If she has attained a solemn peace instead of a grand fulfillment, it may be because she has attained the only degree of contentment offered by contemporary India, and has acquired this only by a stark confrontation with, recognition, and rejection of the old. Is the Doctor's analysis correct that India is only for Indians? Does the Mother Goddess destroy any other who trespasses on her territory? Or does she enjoy a challenge? In a memoir written after his retirement, the English advisor to the Nawab warns, "The most vulnerable are those who love her best … India always finds out the weak spot and presses on it … Yes, it is all very well to love and admire India but one should never, be warned, allow oneself to become softened by an excess of feeling; because the moment that happens—the moment one exceeds one's measure—one is in danger of being dragged over to the other side…. She always remained for him an opponent, even sometimes an enemy, to be guarded and if necessary fought against from without and, especially, from within; from within one's own being."

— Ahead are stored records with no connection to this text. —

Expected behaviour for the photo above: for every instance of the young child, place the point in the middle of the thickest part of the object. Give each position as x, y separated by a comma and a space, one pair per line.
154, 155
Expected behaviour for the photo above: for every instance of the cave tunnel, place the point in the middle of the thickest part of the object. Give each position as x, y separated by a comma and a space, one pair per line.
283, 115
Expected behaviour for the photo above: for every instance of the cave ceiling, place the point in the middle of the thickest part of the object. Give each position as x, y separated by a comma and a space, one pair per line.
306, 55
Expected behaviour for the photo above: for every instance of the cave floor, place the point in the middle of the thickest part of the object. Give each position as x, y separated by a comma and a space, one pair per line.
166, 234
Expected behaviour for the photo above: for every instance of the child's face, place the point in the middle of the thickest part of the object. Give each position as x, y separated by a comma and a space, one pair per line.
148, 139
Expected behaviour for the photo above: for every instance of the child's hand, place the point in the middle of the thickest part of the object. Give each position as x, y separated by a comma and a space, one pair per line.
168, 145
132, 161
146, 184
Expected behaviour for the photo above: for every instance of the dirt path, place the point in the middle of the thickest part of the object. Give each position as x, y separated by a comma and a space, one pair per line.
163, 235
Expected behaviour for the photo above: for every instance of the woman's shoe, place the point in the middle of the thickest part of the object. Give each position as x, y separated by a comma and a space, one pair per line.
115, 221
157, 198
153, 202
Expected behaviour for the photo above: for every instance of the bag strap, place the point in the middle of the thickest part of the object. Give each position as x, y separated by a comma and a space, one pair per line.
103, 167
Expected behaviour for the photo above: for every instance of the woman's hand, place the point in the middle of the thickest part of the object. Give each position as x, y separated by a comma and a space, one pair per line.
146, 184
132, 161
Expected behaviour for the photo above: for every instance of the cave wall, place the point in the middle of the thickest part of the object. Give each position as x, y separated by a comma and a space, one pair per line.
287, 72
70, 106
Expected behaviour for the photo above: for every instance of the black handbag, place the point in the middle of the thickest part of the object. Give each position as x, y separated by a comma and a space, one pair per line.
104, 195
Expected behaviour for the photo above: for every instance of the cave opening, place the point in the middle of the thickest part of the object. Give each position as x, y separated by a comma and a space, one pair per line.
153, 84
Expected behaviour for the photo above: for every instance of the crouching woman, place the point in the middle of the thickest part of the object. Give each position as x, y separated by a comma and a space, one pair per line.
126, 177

This last sums up the journey made not only by Jhabvala's characters, but by the author herself. "India will exhaust physically and morally, any Westerner that tries to stay … the squalor, heat, indifference, smells and poverty will destroy those not born in the place." In self-defense, Mrs. Jhabvala left the country in 1976 and settled in New York. Significantly, she did not return to her home in England but chose the New World, not because of its promise, but because she feels it is a home for displaced persons. This sense of "immigrant awareness" is her inheritance—an absence of any nostalgia for what is left behind; she feels no ties to any particular country. Those who study her novels cannot avoid their lesson—the individual is left to shift for himself, for the old world provides little strength and the new mutters few words of consolation.